Geologic formation in the Mojave Desert

The Saline Valley Formation is a geologic formation in the Mojave Desert, in Inyo County, California, primarily within the White and Inyo Mountains.

It is located in the Saline Valley of northwestern Death Valley National Park, from which it gets its name from.

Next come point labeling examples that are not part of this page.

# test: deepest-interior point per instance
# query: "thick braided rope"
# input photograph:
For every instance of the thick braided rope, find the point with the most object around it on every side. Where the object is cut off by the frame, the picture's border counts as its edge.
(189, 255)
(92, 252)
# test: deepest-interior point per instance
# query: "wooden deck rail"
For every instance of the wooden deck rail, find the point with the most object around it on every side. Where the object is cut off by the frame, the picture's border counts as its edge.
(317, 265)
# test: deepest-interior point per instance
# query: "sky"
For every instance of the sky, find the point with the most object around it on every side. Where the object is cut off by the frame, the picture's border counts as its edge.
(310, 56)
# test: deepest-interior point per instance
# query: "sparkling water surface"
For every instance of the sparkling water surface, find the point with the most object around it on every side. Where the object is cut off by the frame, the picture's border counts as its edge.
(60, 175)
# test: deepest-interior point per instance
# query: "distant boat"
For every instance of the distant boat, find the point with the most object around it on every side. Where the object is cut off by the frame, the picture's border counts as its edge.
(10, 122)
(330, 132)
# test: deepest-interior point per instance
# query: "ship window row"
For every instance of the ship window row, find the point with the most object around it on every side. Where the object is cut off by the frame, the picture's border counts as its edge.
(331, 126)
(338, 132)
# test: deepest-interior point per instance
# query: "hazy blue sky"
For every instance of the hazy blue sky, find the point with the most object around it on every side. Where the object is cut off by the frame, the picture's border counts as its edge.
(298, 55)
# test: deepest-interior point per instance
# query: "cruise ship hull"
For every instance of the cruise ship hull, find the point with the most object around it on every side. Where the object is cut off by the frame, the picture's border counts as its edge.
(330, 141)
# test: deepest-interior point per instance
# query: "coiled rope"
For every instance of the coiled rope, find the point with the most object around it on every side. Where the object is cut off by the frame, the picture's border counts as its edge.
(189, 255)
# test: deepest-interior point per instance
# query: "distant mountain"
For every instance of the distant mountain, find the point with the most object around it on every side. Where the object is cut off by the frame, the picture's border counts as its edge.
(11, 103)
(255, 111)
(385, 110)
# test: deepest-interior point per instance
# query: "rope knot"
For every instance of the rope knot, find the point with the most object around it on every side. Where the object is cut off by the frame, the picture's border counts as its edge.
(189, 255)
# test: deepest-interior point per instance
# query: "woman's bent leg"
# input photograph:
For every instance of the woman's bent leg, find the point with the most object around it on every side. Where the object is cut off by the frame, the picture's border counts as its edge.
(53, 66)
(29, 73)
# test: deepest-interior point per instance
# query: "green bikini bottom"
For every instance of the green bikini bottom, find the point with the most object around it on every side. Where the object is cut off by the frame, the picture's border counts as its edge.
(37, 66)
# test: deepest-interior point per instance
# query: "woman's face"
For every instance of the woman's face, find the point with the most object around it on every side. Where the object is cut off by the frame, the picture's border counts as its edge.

It preserves fossils dating back to the Cambrian period.

== Geology ==
The Saline Valley Formation is mainly composed of fine to medium-grained quartzite, sandy limestone and shale. It is overlain by the Mule Spring Limestone, whilst it is underlain by the Harkless Formation.

=== Members ===
The formation only has two members, which are as follows, in ascending stratigraphic order (lowest to highest):

- Lower Member: This can be found in the type area of the formation, which lies within the southeastern sections of the White and Inyo Mountains, and is around 430 ft thick. It is primarily composed of fine to medium grained quartzites, quartzitic sandstones, sandstones and limestones, which cap the top 30 ft of the member, and contains fine to coarse quartz grains, which are rounded. This limestone cap can get up to 190 ft within the Andrews Mountain area, and becomes a sandy limestone. The quartzite layers found within this member are considered to be tongues from the Zabriskie Quartzite
- Upper Member: This member can reach up to 400 ft thick, and is dominated by gray limestones and greenish-gray shales. In the basal sections of the member, it is primarily composed of medium-gray sandstones and quartzitic sandstone.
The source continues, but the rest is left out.